# Fast waveform digitization with the DRS chip

# S. Ritt

Abstract—The DRS chip was developed recently at PSI, Switzerland, using a 0.25  $\mu$ m radiation hard CMOS technology. It implements a series of switched capacitor arrays (SCA), which allow the digitization of signals at speeds up to 5 GHz, at a power consumption and fabrication cost orders of magnitude lower than conventional flash ADCs. This allows a new generation of experiments with superior pile-up rejection and pulse shape discrimination, while simultaneously eliminating the need for traditional ADCs and TDCs. This paper explains the operating principle of the DRS chip and describes the deployment in the MEG experiment using 3000 channels in the MIDAS DAQ framework. Real time aspects of the data acquisition are covered and solutions are shown how to overcome the 880 MB/s raw data rate of the MEG experiment.
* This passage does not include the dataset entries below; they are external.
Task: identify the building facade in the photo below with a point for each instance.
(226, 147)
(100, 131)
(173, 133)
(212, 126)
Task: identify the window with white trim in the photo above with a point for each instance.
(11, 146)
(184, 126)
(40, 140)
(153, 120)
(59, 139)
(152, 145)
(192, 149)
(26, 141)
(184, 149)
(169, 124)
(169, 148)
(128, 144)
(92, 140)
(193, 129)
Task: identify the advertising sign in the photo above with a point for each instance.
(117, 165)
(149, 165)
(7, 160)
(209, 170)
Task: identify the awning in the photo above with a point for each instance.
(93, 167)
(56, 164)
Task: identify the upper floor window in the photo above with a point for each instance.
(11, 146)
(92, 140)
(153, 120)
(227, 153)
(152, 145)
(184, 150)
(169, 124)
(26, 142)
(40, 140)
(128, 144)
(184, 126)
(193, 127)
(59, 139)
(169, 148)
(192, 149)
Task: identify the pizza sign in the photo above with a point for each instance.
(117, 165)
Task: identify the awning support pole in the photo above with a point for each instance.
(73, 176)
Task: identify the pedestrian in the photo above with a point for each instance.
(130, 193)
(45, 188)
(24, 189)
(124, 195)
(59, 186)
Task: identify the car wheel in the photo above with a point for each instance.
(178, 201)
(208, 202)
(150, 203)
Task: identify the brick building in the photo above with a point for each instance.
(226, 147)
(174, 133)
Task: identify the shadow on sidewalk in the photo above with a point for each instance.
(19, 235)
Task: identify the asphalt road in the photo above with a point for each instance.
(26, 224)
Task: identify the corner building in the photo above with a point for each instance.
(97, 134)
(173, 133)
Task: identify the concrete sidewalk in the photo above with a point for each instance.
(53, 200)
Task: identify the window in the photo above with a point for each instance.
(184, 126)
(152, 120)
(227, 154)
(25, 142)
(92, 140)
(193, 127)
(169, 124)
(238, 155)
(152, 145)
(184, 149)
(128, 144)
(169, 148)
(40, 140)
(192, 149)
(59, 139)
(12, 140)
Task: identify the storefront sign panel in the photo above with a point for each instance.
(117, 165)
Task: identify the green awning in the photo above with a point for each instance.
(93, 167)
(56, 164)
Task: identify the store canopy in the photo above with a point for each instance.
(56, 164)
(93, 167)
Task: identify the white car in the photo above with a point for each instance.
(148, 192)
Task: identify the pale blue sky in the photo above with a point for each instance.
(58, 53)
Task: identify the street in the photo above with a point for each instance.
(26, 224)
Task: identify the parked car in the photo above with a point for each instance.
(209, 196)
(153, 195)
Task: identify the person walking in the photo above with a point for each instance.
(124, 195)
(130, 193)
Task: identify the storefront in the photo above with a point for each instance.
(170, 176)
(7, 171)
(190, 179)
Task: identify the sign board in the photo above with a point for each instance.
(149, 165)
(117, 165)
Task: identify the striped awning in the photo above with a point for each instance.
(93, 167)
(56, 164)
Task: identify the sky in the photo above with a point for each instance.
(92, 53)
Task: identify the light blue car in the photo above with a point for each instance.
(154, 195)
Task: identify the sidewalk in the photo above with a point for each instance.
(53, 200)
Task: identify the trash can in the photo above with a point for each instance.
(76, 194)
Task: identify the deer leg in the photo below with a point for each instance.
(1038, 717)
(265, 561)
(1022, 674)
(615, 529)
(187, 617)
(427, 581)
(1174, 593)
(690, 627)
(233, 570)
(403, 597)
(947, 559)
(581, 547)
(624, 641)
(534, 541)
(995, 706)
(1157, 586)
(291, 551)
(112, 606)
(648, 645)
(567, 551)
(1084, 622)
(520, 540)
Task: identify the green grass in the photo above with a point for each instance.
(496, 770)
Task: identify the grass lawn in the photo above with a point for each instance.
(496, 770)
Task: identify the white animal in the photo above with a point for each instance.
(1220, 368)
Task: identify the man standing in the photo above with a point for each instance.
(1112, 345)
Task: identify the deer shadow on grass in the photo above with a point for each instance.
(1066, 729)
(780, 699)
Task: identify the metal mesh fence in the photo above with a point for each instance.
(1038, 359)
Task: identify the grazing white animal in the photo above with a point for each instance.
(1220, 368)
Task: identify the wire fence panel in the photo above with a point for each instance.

*Index Terms*—Switched capacitor array (SCA), Applicationspecific integrated circuit (ASIC), Waveform analysis, Data compression.

## I. INTRODUCTION

THE MEG experiment [1] is currently being build at PSI, **I** Switzerland. It searches for the forbidden decay  $\mu^+ \rightarrow e^+ \gamma$ with a sensitivity of  $10^{-13}$ . A beam with  $10^8 \,\mu^+$ /sec is stopped and its decay products are registered with a drift chamber system, a timing counter array and a liquid xenon calorimeter, with a total amount of about 3000 read out channels. The high precision of the experiment requires amplitude resolutions of 12 bits and timing resolutions of 100 ps together with excellent pile-up rejection, which can only be accommodated with waveform digitization in the GHz range. Instead of using commercial flash analog-to-digital converters (FADC), a socalled switched capacitor array (SCA) chip has been developed at PSI, following an earlier development [2]. This solution is not only cheaper than commercial FADCs and takes much less power, it also has a higher channel density so 32 channels can be fit on a VME board, being able to digitize PMT and drift chamber signals at frequencies from 500 MHz to 5 GHz.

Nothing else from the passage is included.